The Map column headers operation takes source files with differing header schemas and maps them to a unified header schema. This allows the datasets to be unioned.

For example, you may have three source files, each with a column of policy numbers, but named differently in each dataset: Policy Number, Pol. #, Policy Num. These column names can be mapped to a common ‘Policy Number’ field.

A typical workflow incorporating column mapping would be:

  1. Import datasets
  2. Define the data area within each dataset using Remove Rows and Detect Headers
  3. Map the column headers to a single schema using Map Column Headers
  4. Union the datasets together

Additionally, columns in the output dataset can be added, removed or re-ordered, and empty or missing columns in the source data populated with text or numbers.

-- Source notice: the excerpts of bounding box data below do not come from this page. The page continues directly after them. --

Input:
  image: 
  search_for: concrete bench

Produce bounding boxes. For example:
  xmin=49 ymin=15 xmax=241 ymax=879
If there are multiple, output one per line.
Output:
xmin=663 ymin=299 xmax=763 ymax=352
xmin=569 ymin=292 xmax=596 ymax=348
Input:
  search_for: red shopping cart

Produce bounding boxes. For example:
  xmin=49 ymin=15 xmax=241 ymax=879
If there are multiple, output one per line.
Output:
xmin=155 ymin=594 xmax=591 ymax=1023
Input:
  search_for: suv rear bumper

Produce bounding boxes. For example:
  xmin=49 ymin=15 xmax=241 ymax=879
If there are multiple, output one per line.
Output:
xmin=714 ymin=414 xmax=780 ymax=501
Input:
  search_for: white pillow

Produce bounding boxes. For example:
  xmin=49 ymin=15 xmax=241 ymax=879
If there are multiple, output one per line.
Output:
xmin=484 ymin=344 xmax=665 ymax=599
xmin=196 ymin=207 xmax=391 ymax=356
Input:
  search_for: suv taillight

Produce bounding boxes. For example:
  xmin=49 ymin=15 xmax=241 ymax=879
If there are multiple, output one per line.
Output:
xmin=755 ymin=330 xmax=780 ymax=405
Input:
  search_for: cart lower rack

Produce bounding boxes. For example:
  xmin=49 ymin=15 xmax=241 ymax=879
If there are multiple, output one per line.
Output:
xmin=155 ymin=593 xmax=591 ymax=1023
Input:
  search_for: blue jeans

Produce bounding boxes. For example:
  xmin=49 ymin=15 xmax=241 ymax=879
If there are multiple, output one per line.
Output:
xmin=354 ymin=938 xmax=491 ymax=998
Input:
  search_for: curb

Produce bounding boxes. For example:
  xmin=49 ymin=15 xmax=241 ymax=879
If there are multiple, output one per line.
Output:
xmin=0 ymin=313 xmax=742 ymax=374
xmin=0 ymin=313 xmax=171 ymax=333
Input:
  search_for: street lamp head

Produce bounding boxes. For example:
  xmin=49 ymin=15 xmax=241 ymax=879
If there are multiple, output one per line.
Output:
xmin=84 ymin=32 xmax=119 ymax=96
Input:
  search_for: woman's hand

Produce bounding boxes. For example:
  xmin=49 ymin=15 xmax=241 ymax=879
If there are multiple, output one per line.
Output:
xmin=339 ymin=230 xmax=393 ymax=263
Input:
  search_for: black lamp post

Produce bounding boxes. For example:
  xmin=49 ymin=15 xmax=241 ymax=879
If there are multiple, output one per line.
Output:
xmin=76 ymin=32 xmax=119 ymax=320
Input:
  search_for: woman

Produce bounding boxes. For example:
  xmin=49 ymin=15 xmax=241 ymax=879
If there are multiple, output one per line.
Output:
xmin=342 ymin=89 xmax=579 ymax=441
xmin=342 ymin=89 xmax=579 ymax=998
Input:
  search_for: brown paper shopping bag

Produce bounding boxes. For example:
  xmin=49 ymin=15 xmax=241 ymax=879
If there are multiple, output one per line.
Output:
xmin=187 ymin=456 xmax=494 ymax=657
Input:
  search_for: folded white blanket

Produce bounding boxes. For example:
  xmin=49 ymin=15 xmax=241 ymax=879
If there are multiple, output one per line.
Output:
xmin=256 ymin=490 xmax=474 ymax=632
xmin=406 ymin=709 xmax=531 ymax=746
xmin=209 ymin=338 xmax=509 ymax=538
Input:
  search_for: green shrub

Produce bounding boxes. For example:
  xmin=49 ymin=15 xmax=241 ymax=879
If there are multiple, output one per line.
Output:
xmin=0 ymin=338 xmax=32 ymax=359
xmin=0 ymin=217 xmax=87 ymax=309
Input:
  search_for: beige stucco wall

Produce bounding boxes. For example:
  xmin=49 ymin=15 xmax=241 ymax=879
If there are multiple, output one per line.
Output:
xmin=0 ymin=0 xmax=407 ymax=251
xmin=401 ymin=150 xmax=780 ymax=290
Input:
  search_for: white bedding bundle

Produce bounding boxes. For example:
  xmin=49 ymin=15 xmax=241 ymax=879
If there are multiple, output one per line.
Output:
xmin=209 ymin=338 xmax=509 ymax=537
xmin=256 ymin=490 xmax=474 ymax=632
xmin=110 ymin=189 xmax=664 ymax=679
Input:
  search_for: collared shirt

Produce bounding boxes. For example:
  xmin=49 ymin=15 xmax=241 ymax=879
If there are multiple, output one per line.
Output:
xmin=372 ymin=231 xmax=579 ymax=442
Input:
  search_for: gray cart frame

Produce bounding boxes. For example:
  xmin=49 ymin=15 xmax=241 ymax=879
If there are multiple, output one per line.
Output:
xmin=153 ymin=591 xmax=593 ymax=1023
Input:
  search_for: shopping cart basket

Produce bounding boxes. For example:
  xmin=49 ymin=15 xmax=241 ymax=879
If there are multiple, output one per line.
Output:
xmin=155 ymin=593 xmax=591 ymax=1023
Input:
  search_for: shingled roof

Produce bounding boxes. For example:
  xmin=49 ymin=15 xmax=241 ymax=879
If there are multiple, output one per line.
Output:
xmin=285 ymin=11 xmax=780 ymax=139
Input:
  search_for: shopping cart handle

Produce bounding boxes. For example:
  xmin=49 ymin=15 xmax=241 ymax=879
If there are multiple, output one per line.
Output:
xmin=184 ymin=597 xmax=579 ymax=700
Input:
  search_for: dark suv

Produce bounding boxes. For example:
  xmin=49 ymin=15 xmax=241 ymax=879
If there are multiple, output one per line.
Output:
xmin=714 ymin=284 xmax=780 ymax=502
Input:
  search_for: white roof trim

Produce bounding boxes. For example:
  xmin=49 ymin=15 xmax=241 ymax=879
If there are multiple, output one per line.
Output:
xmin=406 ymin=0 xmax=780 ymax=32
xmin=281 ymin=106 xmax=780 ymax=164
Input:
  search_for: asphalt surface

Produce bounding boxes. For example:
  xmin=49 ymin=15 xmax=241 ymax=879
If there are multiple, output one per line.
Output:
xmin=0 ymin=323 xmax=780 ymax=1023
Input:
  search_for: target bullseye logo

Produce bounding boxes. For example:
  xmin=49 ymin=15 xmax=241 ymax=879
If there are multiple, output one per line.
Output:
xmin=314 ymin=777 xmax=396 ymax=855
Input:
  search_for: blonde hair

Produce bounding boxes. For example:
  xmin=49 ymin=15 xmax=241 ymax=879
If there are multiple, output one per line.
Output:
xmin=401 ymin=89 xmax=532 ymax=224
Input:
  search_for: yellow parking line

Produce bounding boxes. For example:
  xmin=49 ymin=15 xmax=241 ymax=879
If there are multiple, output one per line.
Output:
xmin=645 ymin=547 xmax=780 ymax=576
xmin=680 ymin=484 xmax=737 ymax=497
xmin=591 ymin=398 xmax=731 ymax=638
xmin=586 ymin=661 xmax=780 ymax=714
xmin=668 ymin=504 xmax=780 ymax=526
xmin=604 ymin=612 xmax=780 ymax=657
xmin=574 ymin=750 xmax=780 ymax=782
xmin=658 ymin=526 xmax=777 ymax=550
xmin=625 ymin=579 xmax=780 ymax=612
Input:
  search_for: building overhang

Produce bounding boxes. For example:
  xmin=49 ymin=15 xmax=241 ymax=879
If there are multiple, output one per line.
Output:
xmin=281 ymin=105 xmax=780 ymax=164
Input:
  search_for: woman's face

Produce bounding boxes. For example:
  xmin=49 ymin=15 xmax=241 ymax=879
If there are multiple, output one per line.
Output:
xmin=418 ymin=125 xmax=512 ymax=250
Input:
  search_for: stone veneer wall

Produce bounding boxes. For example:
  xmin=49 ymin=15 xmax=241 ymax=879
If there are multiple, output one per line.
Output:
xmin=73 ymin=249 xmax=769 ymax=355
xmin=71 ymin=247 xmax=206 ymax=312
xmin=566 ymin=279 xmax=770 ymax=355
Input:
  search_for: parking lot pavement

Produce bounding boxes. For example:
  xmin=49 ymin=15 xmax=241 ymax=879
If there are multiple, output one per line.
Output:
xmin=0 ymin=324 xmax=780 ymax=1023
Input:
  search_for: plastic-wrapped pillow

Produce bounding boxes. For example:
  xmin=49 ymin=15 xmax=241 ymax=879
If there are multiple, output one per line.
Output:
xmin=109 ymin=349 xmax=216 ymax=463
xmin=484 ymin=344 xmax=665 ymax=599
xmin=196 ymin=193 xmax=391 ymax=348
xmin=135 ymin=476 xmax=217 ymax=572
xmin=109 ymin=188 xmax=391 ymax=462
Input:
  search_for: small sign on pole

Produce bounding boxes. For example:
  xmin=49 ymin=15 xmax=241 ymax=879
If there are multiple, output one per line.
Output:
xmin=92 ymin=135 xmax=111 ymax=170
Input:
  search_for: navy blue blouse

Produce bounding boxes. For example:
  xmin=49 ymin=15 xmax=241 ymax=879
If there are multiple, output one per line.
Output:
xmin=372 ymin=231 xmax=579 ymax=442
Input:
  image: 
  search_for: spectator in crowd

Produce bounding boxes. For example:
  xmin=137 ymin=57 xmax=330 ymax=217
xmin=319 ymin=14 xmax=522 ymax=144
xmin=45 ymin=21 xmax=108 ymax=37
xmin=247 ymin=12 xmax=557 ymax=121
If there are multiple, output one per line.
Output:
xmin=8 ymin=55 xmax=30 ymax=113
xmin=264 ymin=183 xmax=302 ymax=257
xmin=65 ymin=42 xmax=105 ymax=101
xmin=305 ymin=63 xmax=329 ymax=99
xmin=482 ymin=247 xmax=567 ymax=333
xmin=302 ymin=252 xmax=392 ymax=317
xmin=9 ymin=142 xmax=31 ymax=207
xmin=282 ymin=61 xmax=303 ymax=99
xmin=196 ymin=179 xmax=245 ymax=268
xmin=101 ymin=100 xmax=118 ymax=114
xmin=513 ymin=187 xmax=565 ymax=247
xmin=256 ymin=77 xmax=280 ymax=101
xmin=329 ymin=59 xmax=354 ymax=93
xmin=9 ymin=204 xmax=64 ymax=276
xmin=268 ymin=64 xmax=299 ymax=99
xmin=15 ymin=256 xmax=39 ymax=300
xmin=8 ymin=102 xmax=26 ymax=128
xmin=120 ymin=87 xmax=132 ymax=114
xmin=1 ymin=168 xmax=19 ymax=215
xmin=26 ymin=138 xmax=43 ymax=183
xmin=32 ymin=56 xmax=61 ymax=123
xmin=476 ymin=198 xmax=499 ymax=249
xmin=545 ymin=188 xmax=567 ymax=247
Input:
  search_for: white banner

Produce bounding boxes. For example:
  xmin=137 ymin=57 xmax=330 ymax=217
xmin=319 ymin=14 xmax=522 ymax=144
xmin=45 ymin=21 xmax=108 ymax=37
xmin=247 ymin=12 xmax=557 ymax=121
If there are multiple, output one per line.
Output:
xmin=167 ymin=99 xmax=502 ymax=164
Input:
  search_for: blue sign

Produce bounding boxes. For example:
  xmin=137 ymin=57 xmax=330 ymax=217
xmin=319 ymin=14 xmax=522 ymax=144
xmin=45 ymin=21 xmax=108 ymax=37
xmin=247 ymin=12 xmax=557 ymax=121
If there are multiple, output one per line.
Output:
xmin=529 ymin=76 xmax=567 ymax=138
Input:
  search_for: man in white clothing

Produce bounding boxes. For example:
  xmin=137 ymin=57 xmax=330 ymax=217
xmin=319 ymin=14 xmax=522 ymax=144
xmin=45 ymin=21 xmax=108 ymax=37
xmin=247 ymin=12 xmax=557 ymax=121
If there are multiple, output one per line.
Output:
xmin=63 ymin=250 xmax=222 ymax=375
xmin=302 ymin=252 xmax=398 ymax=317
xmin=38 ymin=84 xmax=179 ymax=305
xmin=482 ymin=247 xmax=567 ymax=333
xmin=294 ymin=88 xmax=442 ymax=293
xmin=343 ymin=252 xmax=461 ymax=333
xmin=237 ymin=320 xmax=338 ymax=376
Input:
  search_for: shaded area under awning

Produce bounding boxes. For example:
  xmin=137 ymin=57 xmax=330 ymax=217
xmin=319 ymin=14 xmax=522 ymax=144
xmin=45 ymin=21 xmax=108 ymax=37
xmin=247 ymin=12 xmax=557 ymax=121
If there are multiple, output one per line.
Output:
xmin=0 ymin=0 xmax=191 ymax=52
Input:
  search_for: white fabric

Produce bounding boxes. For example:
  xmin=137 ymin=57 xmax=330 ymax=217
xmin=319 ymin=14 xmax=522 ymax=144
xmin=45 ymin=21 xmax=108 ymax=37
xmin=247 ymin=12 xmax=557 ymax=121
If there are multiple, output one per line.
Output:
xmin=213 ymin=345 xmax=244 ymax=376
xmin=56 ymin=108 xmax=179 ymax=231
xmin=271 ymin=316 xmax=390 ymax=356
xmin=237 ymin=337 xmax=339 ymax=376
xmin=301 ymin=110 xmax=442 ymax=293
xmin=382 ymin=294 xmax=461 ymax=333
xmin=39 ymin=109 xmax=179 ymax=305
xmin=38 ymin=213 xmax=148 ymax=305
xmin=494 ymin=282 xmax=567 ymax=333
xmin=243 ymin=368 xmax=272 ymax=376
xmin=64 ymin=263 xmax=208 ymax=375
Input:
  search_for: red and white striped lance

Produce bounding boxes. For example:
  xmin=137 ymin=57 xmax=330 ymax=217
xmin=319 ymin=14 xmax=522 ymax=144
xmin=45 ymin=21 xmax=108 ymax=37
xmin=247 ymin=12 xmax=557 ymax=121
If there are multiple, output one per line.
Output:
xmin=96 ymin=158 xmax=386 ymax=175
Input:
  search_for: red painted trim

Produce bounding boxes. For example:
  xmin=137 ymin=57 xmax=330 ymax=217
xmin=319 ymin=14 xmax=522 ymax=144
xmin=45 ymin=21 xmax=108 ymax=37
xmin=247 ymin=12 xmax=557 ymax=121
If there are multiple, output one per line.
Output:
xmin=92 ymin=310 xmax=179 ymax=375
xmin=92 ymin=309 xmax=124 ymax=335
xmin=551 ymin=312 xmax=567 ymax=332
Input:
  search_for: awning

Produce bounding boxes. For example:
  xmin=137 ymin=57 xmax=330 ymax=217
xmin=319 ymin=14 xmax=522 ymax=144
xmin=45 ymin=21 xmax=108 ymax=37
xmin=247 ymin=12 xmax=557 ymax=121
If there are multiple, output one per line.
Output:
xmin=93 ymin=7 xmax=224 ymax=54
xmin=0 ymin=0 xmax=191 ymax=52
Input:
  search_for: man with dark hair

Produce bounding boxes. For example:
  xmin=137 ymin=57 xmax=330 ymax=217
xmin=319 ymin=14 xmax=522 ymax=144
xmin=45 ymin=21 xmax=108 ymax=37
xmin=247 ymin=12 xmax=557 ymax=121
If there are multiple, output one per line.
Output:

Common patterns & best practice
For more details on using Map Column Headers in a production workflow, see the Common patterns & best practice document (PDF).

Workspace

Master Schema

List of columns in master schema.

Source Schemas

Lists of columns in source schemas. Horizontal position of mapped items indicates their mapping to the master.

Mapped items

The layout shows each column mapping across the source schemas and the master schema horizontally, making it very quick to visually deduce the mapping structure across all your sources.

Toggle mapped/unmapped

Toggle between mapped and unmapped items.

Enforce schema

Switch between a mode which enforces the exact master schema, or a mode which only maps column header names. See Enforcing the master schema.

Mapping suggestions

Clicking on an unmapped item suggests mappings in the master schema, alongside suggestions for new mappings.

Search unmapped items

Click the search bar at the top of an unmapped schema to search unmapped items within an input.

Mapping to a schema

Initial view

On opening the operation, the initial view shows the distinct column structures across the input files to the operation, with no master schema or mapping defined.

If there are multiple input files that have identical column structures, then Quantemplate will stack these together, so that only distinct columns structures are displayed. To see which input files to the operation are stacked in each distinct column structure, hover over the file name at the top of the column.

Defining the master schema

Define a source schema as a master

The most common scenario is to use one of the displayed file schemas as the baseline for the master schema and then to map any remaining column headers from the other source schemas to the master.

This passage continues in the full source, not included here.